Os capítulos iniciais servem como introdução do que esperar da temporada – o que justifica o ritmo mais lento. Entretanto, o criador Jonathan Kasdan, conhecido por seu trabalho em ‘Dawson’s Creek’, não sabe que caminho seguir com tantos personagens assim, procurando fornecer o mesmo tempo de cena para cada subtrama que se desenrola nas iterações. Eventualmente, a multiplicidade de enredos se aglutina em uma exagerada tentativa de criar um ponto de conexão entre o passado e o presente. Os deslizes não ganham forma pela paixão de Kasdan em exaltar os arquétipos clássicos das histórias de fantasia (nos dias de hoje, isso ainda funciona, como pudemos ver na franquia ‘Harry Potter’, por exemplo); os obstáculos enfrentados vêm à tona num desespero ansioso de narrar as várias reviravoltas sem agir com cautela e sem aparar pontas soltas ou excessos cansativos. Ora, até mesmo a identidade de Elora é revelada logo no começo, sem cultivar um sentimento de dúvida no público.

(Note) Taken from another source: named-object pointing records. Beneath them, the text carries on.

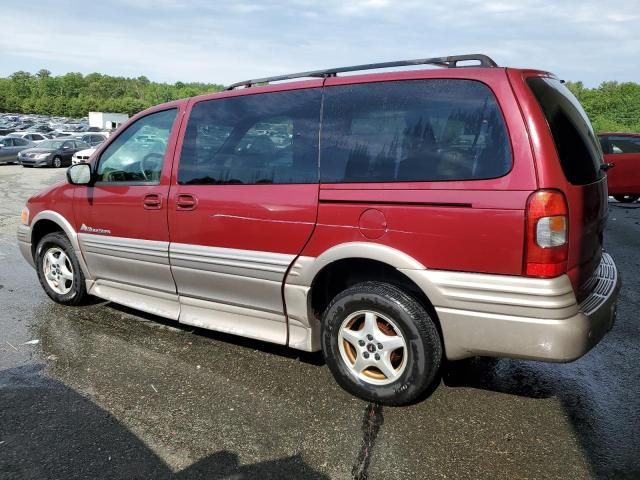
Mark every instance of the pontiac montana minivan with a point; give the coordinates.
(391, 219)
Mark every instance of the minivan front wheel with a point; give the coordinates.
(626, 198)
(381, 344)
(59, 271)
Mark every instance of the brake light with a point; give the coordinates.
(547, 234)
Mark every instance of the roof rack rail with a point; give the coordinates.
(447, 62)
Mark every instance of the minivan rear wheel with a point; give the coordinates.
(381, 344)
(59, 271)
(626, 198)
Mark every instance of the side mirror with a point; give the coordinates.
(79, 174)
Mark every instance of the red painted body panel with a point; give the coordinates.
(587, 203)
(474, 226)
(447, 238)
(269, 218)
(57, 198)
(624, 178)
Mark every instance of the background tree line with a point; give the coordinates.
(74, 94)
(612, 106)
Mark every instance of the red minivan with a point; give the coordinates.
(622, 154)
(391, 220)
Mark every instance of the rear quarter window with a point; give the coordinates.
(578, 149)
(416, 130)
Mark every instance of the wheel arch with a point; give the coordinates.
(313, 282)
(49, 221)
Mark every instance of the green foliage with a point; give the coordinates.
(75, 95)
(612, 107)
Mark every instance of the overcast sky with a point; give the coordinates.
(223, 42)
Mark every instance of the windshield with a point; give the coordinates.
(52, 144)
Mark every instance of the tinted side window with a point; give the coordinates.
(418, 130)
(253, 139)
(578, 149)
(624, 144)
(137, 154)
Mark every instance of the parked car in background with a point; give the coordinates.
(622, 150)
(11, 146)
(393, 220)
(93, 139)
(82, 156)
(34, 137)
(53, 153)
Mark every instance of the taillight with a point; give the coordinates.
(547, 234)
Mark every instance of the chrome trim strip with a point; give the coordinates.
(242, 263)
(135, 249)
(129, 261)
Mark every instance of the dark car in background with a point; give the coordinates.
(51, 153)
(11, 146)
(623, 151)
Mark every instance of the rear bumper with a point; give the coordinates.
(555, 328)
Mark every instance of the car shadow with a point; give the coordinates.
(48, 430)
(601, 411)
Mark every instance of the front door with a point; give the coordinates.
(121, 219)
(243, 207)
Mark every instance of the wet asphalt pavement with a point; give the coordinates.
(107, 392)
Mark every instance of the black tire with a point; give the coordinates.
(424, 345)
(626, 198)
(78, 292)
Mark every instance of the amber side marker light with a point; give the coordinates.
(547, 234)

‘Willow’ começa aos trancos e barrancos, mas tem potencial de sobra para ser melhorado. Talvez apenas o início tenha vindo com os equívocos mencionados nos parágrafos acima e que, a partir da próxima semana, Kasdan saiba o peso do legado que tem em mãos para nos levar a uma jornada fantástica. Entretanto, só teremos certeza disso com os próximos episódios.